The great paradox of the Outer Critic is that just speaking our criticisms of others actually rarely even makes us feel better. And even less rarely does just speaking a criticism by itself actually make any difference to what’s happening.
I think our Outer Critic is a way of expressing our own fears, but without having to take any action that might put us out of our comfort zones. As my gran might have said: It’s all mouth, and no trousers.
One of the turning points in my own leadership journey was the realisation that you simply can’t complain people into changing. If you want something different from people, without having to do so every time, criticising just does not work.
So what should you do instead of criticising?
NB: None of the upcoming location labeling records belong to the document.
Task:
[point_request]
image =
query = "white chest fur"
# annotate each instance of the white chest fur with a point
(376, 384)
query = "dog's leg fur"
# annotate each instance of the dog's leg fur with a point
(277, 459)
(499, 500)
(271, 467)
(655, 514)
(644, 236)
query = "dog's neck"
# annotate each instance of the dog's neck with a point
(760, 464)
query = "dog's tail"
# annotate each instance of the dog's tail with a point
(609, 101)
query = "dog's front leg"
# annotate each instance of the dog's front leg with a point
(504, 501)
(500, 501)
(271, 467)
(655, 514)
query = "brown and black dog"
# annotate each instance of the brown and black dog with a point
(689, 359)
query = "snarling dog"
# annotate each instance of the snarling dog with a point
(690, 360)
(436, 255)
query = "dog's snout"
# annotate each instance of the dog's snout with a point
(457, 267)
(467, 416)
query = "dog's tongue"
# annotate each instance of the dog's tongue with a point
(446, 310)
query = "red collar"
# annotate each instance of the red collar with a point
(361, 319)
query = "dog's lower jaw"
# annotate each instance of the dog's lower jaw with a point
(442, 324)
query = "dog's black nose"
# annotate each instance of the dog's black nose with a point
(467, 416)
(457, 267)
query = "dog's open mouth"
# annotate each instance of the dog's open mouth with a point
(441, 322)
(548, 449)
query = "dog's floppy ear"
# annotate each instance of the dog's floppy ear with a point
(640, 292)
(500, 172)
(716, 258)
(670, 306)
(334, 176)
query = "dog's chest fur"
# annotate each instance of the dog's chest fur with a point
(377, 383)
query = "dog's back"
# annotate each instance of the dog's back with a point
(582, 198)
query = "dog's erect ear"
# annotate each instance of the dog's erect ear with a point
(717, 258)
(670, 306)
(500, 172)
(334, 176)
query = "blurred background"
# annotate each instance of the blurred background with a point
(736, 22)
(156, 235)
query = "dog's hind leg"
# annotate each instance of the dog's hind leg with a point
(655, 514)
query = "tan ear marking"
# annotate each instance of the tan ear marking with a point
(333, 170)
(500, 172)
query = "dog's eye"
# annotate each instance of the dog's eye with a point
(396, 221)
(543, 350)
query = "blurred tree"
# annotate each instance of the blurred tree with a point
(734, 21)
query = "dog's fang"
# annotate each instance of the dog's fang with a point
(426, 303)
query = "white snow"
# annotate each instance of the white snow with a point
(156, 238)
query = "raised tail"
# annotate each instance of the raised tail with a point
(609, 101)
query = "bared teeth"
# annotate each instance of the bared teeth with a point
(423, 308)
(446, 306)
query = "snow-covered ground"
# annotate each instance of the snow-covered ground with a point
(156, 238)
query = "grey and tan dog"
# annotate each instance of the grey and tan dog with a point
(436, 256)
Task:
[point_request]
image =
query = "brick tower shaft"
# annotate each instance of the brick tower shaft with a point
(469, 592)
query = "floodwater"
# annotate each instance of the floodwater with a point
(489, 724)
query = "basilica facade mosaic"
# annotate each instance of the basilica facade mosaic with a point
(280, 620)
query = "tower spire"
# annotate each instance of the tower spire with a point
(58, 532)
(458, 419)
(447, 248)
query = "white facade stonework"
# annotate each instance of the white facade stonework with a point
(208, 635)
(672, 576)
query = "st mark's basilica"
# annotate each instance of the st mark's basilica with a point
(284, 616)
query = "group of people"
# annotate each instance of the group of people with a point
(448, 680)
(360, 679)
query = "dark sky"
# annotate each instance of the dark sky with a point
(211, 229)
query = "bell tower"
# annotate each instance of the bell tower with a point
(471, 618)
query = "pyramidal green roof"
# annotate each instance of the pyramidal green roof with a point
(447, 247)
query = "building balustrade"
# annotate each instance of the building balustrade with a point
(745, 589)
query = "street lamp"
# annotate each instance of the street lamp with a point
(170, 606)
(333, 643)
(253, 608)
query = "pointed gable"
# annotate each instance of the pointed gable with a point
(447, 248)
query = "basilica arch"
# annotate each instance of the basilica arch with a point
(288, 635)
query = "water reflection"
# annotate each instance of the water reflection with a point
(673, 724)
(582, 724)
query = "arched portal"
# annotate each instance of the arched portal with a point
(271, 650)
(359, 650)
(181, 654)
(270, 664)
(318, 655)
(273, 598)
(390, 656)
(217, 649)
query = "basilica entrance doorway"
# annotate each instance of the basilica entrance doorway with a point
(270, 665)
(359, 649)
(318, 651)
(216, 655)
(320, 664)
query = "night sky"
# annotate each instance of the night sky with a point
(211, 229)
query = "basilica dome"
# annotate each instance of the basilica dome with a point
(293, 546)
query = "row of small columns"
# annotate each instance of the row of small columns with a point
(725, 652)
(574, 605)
Or if you’ve somehow go to a place where you realise you’re moaning, complaining about and criticising a LOT of people and things, how do you break out of that cycle?
In my experience, there are four important strategies for dealing with your over-active Outer Critic. All of these are crucial things for leaders to be doing anyway, so it’s no surprise that when you are doing these, it’s almost as if there’s no room, or maybe no need, for the Outer Critic to make itself known. Here they are, in descending order of positive impact:
1. Make sure you’re actively pursuing something positive that’s really important to you.
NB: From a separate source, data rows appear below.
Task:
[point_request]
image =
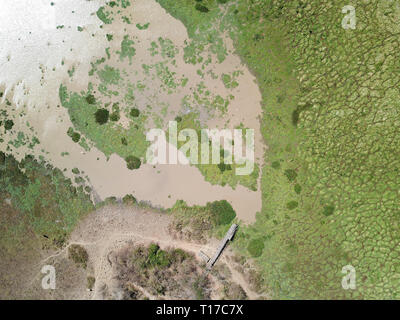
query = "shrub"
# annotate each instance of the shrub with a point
(157, 257)
(115, 116)
(291, 174)
(102, 116)
(328, 210)
(76, 137)
(129, 199)
(201, 8)
(221, 212)
(223, 167)
(90, 282)
(292, 205)
(78, 254)
(91, 99)
(133, 162)
(134, 113)
(8, 124)
(276, 164)
(255, 247)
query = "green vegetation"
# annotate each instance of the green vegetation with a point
(129, 199)
(222, 212)
(256, 247)
(134, 113)
(78, 254)
(90, 282)
(323, 135)
(44, 205)
(133, 162)
(102, 116)
(169, 272)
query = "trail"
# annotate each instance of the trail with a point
(111, 228)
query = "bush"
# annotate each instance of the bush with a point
(129, 199)
(115, 116)
(76, 137)
(91, 99)
(90, 282)
(255, 247)
(221, 212)
(134, 113)
(276, 164)
(133, 162)
(291, 174)
(78, 254)
(201, 8)
(292, 205)
(157, 257)
(102, 116)
(223, 167)
(8, 124)
(328, 210)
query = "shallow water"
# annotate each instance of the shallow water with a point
(31, 66)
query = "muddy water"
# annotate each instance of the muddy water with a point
(34, 62)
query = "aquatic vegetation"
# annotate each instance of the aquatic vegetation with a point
(328, 137)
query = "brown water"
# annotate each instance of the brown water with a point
(26, 66)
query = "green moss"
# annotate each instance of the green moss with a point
(134, 113)
(256, 247)
(292, 205)
(78, 254)
(102, 116)
(222, 212)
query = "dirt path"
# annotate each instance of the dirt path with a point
(113, 227)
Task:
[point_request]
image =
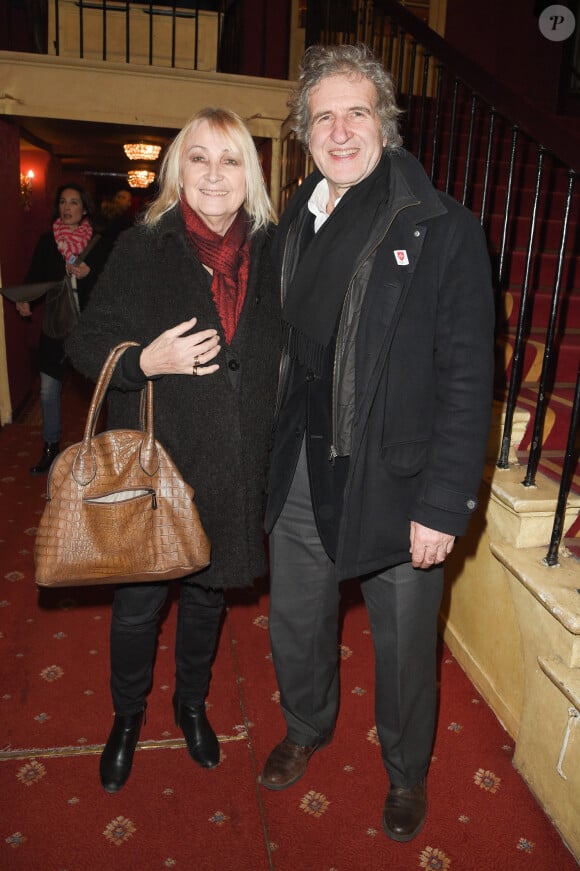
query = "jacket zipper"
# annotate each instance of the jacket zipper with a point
(333, 453)
(283, 361)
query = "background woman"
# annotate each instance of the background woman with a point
(71, 232)
(192, 284)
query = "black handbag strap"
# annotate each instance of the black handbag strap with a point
(93, 241)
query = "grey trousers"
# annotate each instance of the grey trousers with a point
(402, 605)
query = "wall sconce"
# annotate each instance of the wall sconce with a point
(141, 151)
(26, 188)
(140, 178)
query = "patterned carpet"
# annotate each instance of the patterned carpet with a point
(173, 815)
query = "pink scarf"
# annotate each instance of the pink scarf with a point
(70, 241)
(229, 258)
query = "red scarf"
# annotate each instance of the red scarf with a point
(70, 241)
(229, 258)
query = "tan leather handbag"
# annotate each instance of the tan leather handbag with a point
(117, 510)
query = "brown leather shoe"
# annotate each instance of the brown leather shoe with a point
(405, 811)
(287, 763)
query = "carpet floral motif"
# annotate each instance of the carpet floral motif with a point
(487, 780)
(52, 673)
(31, 773)
(119, 831)
(314, 803)
(433, 859)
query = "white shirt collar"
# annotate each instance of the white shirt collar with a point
(318, 202)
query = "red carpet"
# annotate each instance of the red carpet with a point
(56, 713)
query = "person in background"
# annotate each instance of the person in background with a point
(116, 213)
(193, 285)
(72, 230)
(384, 410)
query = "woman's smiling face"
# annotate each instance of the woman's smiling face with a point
(213, 177)
(70, 207)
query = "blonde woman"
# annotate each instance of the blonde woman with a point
(193, 285)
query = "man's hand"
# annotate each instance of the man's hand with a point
(429, 546)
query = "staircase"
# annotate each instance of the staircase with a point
(526, 196)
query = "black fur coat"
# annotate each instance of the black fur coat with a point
(217, 428)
I can’t emphasise this one enough. Think back to the last time you were around someone on a mission. They might have told you about what was wrong with things, because ‘fixing’ something is an important part of some people’s missions, but I bet they won’t have moaned, complained or criticised. And when you’ve got something important to set your sights on, neither will you. There just isn’t time ☺
2. Either be prepared to get down in the arena and sort it out yourself, or walk on by.
There’s a great passage from a speech in 1910 by former US President Theodore Roosevelt, which is often referred to as “The Man in the Arena”. I’ve put the relevant extract in the picture at the top of this article, which you can download and save for yourself by clicking and then right-clicking. The message is essentially this: be the one taking action, or move on.
3. “Be the Change you Want to See”
This quote is often attributed to Mahatma Gandhi: “Be the change you want to see”. It’s a really resourceful way of dealing with your Outer Critic. There are times for all of us when we genuinely don’t have the means, power or resources to step-in and deal with a particular issue, in a particular place and time. For those occasions when you can’t take action on that specific issue, but are convinced there’s a better way of doing things, then instead of moaning, complaining or criticizing, show people how it could be done, in the areas where you do have choice and control. Don’t criticize what is, inspire what could be.
4. Learn to make specific requests.
One of my very early coaching instructors, the late Laura Whitworth, gave me this gem of advice: “A complaint is just an unvoiced request”. This is a fantastic discipline to practise if you find that your Outer Critic has made an unwelcome appearance.
Take your criticism and search out the request that’s buried away inside it.
For example, instead of saying to your companion in a restaurant: “I hate how they’ve given us a table in the draft by the door”, call over your waiter and ask to be moved.
I can tell you from personal experience, that this ‘make a specific request’ approach sometimes even works with your teenaged children!